SINGAPORE – Japan and Indonesia have started negotiations on a bilateral currency swap agreement as part of an initiative among Asian nations to promote financial stability in the region, an international financial source said Tuesday.
Officials from the two countries held the first round of negotiations in Jakarta last Wednesday and Thursday in the hope of wrapping up the talks at an early date.
Tokyo and Jakarta began the negotiations under the so-called Chiang Mai Initiative, which is designed to create a network of bilateral currency swap accords among the 10-member Association of Southeast Asian Nations plus Japan, China and South Korea.

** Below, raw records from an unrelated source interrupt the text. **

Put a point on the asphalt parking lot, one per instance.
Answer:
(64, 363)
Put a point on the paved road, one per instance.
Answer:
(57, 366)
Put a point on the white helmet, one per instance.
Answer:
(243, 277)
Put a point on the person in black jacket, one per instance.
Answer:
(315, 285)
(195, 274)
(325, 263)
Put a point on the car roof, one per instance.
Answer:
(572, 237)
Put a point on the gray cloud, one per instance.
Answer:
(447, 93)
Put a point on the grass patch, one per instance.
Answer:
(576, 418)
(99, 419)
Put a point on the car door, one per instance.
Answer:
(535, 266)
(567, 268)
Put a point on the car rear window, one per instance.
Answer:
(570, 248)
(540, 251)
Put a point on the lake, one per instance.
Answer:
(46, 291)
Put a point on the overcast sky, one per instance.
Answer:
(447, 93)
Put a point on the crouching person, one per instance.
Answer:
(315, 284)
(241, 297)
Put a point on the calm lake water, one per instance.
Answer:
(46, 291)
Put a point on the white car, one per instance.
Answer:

The planned network is aimed at bolstering East Asian nations’ defenses against the kind of borrowing that led to the Asian financial crisis of 1997 and 1998.

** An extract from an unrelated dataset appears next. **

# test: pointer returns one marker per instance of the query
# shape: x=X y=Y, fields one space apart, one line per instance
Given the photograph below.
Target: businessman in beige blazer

At that time, most of the region’s currencies were artificially tied or pegged to the dollar. As those links grew more tenuous, the currencies became no-risk vehicles for investors betting against them.
Most of the currencies are now free-floating.
Accelerating efforts to complete the network will be a key topic for discussion at a meeting Friday in Shanghai of finance ministers from the ASEAN Plus Three nations.
Japan has already signed swap arrangements with South Korea, Thailand, the Philippines, Malaysia and China.
It has also been in talks with Singapore since early March.
Although they are close to striking a deal, Beijing and Seoul will not be able to announce their accord in Shanghai, also the venue for the annual meeting of the Asian Development Bank from Friday through Sunday, the source said.
In addition to a pact with Japan, China has another swap agreement with Thailand. South Korea has also been holding negotiations with Malaysia, the Philippines and Thailand.
Finance ministers from ASEAN, Japan and South Korea have been meeting since 1999. ASEAN comprises Brunei, Cambodia, Indonesia, Laos, Malaysia, Myanmar, the Philippines, Singapore, Thailand and Vietnam.